Cuifen Li et al. Front Genet. .

Abstract

Objective: It is suggested that estrogen receptors (ERs) might be associated with the disproportionate vulnerability of women to depressive episodes. Several variants in ER-alpha (ERα) and ER-beta (ERβ) have been linked to depression, but the results were not consistent. Hence, we conducted a meta-analysis to evaluate the association between ERα/ERβ and depression in a cohort of women. Methods: A comprehensive literature search was performed in public databases. The genetic association between polymorphisms in Erα/ERβ and depression risk in a cohort of women was evaluated by odds ratios (ORs) and 95% confidence intervals (CIs). Cochran's Q test and the I2 index were used to evaluate heterogeneity. Results: In total, 10 studies and 4 SNPs (rs2234693, rs9340799, rs4986938, rs1256049) were included in our meta-analysis. rs2234693 genotype was significantly associated with the risk of depression in women by dominant model (CC + CT vs TT, OR = 1.30, 95% CI: 1.09-1.55, p = 0.0031), recessive model (CC vs CT + TT, OR = 1.64, 95% CI: 1.00-2.67, p = 0.0478), additive model (CC vs TT, OR = 1.93, 95% CI: 1.12-3.35, p = 0.0189) and allelic model (C vs T, OR = 1.24, 95% CI: 1.10-1.39, p = 0.0003).

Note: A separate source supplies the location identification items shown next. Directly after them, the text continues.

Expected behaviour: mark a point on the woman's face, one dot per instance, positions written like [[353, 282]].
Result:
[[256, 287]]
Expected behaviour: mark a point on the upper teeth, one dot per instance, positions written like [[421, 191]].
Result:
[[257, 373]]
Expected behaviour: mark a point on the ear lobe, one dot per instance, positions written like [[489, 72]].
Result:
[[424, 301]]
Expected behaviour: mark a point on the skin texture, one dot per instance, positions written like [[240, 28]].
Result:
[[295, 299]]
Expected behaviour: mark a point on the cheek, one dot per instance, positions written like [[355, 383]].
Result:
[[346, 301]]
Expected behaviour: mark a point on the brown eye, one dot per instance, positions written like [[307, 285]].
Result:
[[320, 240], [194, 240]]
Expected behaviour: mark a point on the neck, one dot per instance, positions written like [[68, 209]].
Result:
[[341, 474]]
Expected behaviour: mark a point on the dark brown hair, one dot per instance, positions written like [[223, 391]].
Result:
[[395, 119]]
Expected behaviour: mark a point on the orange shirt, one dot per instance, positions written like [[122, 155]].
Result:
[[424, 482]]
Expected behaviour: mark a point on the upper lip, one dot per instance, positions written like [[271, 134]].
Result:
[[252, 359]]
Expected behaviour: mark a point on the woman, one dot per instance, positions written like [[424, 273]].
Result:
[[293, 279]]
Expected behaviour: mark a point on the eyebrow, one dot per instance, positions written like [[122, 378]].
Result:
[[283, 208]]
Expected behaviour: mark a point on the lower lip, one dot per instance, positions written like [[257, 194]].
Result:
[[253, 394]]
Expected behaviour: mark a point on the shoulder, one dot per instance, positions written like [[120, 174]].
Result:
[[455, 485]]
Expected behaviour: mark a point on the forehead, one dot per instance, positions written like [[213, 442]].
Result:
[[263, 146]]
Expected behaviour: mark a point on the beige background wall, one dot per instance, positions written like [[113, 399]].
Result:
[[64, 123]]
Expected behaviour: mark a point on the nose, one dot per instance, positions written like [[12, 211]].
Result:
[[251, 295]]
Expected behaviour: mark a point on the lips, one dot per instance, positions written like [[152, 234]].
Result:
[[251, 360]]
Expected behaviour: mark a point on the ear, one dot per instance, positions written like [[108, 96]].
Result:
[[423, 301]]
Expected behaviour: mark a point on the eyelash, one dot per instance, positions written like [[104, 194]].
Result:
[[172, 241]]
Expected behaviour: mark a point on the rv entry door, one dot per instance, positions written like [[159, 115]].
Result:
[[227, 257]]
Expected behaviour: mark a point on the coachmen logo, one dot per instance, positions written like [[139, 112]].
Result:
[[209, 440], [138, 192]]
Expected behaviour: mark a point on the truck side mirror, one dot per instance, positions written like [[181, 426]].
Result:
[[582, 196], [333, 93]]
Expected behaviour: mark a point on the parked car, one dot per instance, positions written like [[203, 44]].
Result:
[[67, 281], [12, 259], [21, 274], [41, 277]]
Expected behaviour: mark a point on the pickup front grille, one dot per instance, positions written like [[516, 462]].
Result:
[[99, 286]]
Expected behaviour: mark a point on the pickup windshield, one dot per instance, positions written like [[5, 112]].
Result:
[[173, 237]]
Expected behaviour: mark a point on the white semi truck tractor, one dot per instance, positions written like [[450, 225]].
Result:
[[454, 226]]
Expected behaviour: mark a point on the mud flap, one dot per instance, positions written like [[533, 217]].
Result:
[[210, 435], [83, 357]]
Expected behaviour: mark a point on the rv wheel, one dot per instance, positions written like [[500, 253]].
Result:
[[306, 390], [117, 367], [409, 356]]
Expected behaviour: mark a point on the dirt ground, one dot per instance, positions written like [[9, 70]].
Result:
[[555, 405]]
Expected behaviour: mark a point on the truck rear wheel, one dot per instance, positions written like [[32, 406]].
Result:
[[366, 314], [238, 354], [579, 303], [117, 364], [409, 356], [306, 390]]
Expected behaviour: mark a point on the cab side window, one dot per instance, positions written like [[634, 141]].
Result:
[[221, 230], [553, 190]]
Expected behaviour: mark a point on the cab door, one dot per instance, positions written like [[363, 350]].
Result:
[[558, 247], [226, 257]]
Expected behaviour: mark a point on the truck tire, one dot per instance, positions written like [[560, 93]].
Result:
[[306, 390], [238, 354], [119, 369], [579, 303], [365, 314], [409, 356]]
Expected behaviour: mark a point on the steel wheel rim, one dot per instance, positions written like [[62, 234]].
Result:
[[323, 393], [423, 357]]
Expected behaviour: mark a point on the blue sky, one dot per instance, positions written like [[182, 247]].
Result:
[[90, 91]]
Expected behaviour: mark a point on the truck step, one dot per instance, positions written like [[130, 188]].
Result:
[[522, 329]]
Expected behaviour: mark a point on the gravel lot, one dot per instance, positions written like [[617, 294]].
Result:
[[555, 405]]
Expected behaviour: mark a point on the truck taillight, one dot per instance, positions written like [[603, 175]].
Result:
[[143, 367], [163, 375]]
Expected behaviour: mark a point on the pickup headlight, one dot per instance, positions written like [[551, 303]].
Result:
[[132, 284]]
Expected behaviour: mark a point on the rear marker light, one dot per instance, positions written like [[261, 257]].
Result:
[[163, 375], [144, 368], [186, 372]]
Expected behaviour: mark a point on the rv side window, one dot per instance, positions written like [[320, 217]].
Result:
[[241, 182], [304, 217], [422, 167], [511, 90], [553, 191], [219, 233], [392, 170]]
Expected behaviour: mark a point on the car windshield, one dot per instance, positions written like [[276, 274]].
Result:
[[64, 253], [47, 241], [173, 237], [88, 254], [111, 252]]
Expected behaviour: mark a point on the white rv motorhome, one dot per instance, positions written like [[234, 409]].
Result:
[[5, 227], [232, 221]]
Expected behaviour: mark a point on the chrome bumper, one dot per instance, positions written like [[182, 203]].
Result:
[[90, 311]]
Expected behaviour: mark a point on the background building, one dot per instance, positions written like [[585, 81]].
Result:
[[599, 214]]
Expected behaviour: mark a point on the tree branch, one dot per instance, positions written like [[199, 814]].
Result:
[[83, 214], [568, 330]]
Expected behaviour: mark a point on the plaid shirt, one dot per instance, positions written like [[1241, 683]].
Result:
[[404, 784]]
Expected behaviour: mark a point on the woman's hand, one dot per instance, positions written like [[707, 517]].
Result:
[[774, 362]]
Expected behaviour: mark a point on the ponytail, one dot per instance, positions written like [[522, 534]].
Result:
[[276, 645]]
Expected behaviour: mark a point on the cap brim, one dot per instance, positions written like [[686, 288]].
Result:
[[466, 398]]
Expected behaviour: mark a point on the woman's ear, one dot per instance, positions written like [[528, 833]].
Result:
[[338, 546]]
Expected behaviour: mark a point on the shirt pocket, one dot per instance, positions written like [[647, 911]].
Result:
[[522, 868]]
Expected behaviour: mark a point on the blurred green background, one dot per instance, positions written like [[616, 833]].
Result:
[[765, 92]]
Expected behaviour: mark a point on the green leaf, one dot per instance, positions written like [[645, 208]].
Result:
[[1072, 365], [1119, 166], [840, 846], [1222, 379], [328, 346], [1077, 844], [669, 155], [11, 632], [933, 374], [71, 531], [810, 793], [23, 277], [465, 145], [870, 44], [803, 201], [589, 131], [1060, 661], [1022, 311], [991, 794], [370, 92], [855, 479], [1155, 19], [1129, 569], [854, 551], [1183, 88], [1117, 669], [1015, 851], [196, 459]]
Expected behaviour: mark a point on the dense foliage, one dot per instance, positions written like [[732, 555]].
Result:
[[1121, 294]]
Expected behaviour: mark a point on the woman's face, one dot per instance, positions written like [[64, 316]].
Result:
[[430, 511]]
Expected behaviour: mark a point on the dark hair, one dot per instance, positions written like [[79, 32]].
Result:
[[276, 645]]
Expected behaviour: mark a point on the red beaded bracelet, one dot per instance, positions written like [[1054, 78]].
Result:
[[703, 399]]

For rs9340799, the frequencies of risk genotypes according to the dominant (GG + GA vs AA, OR = 1.47, 95% CI = 1.10-1.98, p = 0.0096, I2 = 0%, p = 0.43) and allelic (G vs A, OR = 1.33, 95% CI: 1.04-1.69, p = 0.0236, I2 = 0%, p = 0.39) models were significantly lower in women with depression than in controls within the Asian subgroup. For rs1256049, risk genotypes were significantly more frequent in depressed subjects than in controls under the dominant model (AA+ GA vs GG, OR = 1.62, 95% CI: 1.19-2.21, p = 0.0024) and the allelic model (A vs G, OR = 1.35, 95% CI: 1.07-1.72, p = 0.012) after sensitivity analysis by omitting one study which induce the heterogeneity. Conclusions: The current meta-analysis is the first and most comprehensive investigation of the association between ERs and depression in women, and the findings support the concept that ERs participate in the etiology of sex heterogeneity in depression.

Keywords: ERα; Erβ; depression; polymorphism; women.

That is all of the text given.